5.5.1 Interactions between these flywheels
#todo
5.5.2 Transitioning for opt-in flywheel to federated learning
It may be possible to also move from an opt-in data flywheel approach to a federated learning-first approach. Here, model training occurs across user or institutional nodes; only gradients/updates (with privacy tech) are centralized. The dataset remains partitioned or local; central custodian minimized. This approach would:
- Reduces central data custody and breach surface
- Aligns with data-residency and institutional constraints
- Enables “learning from data that can’t leave”
But has some major downsides / existing barriers:
- Harder reproducibility and data auditability
- Complex privacy stack (secure aggregation, DP, client attestation)
- Benchmarking must be redesigned (federated eval)
This is a bigger leap, but we believe it’s important to begin to think about how the implementation of the Public AI Data Flywheels might support communities wishing to transition towards an FL approach.
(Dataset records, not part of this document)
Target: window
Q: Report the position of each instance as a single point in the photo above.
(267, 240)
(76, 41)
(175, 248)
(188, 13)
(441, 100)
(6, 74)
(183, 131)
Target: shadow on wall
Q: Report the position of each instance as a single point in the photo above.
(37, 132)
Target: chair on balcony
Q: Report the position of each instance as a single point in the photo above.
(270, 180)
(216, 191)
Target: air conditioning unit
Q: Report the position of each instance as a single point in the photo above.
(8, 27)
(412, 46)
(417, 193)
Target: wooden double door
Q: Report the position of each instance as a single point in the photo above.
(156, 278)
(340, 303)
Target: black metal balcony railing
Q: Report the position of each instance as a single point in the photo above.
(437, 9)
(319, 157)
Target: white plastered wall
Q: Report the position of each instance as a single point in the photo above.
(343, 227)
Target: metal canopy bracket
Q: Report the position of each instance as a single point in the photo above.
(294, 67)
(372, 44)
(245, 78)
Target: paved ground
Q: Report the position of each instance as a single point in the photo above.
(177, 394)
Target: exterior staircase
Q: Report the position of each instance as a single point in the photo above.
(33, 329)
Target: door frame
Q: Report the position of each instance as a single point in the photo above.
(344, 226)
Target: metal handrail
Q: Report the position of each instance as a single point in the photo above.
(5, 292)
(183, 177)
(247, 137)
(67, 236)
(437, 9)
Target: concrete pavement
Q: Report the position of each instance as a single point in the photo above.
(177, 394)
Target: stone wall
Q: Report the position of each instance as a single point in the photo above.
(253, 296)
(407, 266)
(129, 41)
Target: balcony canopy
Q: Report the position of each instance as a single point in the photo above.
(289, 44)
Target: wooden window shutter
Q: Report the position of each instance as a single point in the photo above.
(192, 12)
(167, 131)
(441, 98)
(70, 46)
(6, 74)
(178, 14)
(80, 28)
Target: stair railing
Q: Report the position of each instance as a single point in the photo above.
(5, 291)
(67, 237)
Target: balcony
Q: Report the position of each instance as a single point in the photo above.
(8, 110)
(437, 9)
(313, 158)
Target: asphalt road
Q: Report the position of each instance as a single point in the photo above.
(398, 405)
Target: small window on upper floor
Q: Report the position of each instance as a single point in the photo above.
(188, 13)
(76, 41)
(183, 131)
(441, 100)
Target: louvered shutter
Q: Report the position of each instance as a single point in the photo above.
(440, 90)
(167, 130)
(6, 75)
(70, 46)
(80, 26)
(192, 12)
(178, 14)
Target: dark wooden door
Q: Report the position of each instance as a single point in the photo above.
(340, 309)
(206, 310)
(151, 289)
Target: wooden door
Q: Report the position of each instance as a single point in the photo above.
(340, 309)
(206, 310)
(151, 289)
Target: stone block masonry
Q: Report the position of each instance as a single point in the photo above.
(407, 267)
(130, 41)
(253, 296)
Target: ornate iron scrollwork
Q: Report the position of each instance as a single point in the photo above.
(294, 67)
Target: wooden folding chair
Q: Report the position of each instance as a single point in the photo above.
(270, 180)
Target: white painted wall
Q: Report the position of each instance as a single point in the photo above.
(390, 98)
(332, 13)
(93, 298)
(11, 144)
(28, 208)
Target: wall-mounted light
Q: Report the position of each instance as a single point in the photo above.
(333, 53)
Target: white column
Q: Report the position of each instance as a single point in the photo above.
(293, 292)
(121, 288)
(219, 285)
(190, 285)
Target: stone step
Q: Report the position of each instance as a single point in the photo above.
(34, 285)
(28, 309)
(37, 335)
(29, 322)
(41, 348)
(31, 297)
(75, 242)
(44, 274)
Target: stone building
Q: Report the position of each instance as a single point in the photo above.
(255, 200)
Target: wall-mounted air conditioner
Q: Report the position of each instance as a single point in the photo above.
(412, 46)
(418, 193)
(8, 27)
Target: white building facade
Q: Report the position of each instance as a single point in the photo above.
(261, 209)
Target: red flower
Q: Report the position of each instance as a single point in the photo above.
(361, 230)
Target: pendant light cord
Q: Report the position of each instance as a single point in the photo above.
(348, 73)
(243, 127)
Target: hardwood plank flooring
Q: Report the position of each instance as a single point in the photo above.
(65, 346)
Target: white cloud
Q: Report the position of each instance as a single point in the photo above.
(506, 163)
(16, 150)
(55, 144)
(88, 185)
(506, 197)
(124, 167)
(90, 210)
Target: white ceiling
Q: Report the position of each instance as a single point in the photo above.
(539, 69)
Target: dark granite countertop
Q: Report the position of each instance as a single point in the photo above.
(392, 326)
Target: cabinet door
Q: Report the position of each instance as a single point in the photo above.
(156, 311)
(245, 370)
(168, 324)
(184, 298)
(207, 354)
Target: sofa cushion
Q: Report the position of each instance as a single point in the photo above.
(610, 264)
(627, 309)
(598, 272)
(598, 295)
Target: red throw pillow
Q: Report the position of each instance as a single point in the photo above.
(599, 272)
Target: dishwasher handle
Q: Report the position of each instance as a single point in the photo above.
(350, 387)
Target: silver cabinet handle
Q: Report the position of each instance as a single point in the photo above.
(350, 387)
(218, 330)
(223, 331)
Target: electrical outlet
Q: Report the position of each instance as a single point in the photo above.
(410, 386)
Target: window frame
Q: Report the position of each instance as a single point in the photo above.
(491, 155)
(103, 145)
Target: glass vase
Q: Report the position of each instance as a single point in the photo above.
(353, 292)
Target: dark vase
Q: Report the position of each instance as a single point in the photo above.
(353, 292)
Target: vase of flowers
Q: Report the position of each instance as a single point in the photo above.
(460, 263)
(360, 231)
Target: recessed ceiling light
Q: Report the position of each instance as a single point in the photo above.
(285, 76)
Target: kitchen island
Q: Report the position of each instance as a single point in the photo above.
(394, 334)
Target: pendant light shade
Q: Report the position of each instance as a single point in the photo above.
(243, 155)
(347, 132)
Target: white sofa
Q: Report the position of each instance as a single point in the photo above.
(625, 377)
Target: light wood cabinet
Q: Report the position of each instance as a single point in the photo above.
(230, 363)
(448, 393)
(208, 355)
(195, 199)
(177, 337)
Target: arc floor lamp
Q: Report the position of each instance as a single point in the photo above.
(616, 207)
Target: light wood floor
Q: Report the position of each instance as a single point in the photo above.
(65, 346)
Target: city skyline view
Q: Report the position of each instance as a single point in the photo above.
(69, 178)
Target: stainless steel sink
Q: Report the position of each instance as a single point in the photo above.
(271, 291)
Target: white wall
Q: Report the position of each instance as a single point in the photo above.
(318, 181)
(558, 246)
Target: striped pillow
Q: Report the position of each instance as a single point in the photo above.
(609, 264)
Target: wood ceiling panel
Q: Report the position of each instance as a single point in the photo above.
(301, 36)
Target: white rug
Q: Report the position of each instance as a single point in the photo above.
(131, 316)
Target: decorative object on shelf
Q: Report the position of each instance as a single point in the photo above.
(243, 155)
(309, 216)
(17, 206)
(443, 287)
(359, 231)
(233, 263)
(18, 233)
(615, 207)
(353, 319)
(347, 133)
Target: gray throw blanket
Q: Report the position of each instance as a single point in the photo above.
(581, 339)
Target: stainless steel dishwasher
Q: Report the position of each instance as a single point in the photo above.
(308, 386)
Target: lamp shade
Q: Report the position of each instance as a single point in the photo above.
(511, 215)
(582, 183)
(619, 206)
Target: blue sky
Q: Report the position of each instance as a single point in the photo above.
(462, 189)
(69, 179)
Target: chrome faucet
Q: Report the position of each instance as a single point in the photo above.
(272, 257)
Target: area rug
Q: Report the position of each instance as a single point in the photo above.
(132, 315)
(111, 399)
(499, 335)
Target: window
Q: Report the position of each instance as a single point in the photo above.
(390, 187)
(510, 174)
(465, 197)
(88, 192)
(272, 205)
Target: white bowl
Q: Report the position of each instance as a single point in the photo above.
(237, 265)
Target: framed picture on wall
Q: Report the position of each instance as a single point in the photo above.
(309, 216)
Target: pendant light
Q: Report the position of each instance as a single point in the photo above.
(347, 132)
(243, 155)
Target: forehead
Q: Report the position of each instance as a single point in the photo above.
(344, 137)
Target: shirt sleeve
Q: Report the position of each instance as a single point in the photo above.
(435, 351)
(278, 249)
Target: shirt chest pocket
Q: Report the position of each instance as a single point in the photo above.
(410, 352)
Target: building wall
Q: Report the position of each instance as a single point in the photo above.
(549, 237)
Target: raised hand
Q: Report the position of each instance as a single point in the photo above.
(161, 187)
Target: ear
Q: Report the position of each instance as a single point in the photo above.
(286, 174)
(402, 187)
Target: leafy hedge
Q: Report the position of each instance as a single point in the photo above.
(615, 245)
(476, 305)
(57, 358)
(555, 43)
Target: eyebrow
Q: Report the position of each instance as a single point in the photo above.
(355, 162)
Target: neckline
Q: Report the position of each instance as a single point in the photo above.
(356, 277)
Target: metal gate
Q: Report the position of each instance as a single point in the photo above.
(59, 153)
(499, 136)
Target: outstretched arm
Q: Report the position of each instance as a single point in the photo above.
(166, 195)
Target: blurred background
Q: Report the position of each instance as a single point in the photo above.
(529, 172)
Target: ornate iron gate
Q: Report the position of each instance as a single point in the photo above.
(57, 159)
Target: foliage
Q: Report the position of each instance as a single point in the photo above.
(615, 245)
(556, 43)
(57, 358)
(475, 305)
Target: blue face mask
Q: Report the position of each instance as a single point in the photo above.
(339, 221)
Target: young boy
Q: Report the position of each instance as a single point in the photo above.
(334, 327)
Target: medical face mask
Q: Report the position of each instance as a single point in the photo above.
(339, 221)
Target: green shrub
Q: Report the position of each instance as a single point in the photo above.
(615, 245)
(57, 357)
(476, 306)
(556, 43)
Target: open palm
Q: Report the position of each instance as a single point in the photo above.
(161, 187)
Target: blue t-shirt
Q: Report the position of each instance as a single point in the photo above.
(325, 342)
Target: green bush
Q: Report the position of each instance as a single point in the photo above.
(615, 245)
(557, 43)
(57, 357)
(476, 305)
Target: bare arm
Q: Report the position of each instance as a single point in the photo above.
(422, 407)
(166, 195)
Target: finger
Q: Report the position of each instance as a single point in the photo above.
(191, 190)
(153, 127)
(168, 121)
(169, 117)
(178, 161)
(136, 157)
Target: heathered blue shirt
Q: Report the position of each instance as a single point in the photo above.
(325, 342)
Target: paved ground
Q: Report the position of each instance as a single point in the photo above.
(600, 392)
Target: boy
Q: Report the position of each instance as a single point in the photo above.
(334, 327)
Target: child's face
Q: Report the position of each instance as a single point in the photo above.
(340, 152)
One rough sketch might look like: * Build the MVP defined in Chapter 2 * Ship license + AI-preference metadata (MVP). * Maintain gated HF releases and public leaderboards/full data access. * Publish provider-payload transparency and link to provider terms (no guarantees). * Process deletions via HF mechanisms when possible; keep our mirrors in sync. * Phase 1 — Co-op pilots * Charter one or two community co-ops; define bylaws, scope, and release cadence. * Spin up many instances of interface + flywheel combos (can fork software directly, or use similar approaches) * Establish a concrete sharing / merging plan * And beyond! * Once several independent data communities, are operated, it might be possible to move from lightweight sharing and merging to more serious federation with technical guarantees. Perhaps this might start with federated evaluation and then move to federated training. Much more to do here, out of scope for this document.